Another standout teacher was my second grade teacher. I honestly don’t remember much about her actual classroom (other than a vague memory of learning to make cursive L’s), but I do remember her teaching us a program every Friday afternoon called C.A.P. which stood for Children Are People. We all sat in a circle on a rug and talked about gushy touchy-feely things like our emotions and stuff. I remember wanting very badly to tell her something very private during one of our sessions. I repeatedly would start to tell her and then would get scared and then stop myself. One day after school I was waiting to be released (I was a walker) and she sat me down one-on-one and told me that she could tell something was on my mind and she just wanted me to know that if I ever felt like I needed to tell her anything, she was there.

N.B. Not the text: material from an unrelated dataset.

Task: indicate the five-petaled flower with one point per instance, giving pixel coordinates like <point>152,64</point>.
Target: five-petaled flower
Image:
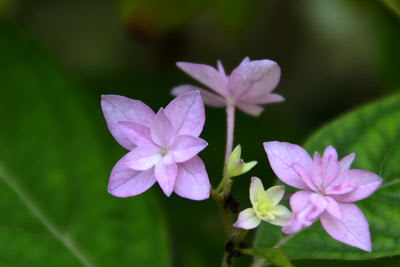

I remember my eyes welling up with tears and then she hugged me. Any teacher could have taught me cursive L’s, but it took her to teach me that sometimes you have to be perceptive enough to see past what people do or don’t say and care enough to reach out to them. This was my first official lesson in compassion and empathy.
There was my senior year government teacher who taught me to respect the sacrifices that people who lived before me made in order to give me the privileges that I have today. Anyone could have taught me about the 3 branches of government, but he taught me to not be a spoiled brat with a sense of entitlement.
My New Testament History teacher my freshman year in college taught me the historical significance of Jesus’ death and resurrection. Many teachers can teach the events of the Passion Week so to speak, but he taught me that Jesus was real and there are facts and documentation to prove it. He increased my faith exponentially.
I appreciate the teachers I’ve had in my life. I appreciate the women and men who were the parents of friends in the church who shared their homes and their time with us young people. Without them and their examples, a whole generation of Christians today may not have remained faithful. Dave and Pat, Jay and Nancy, Bruce and Brenda, Dee, and many others…thank you for the example you set for us as kids.
So many of life’s important lessons are learned through people who teach you how to be human, not facts and figures. Those are the things that make you truly successful and happy in life.
Thank you to all of you that have taught me to be a better person.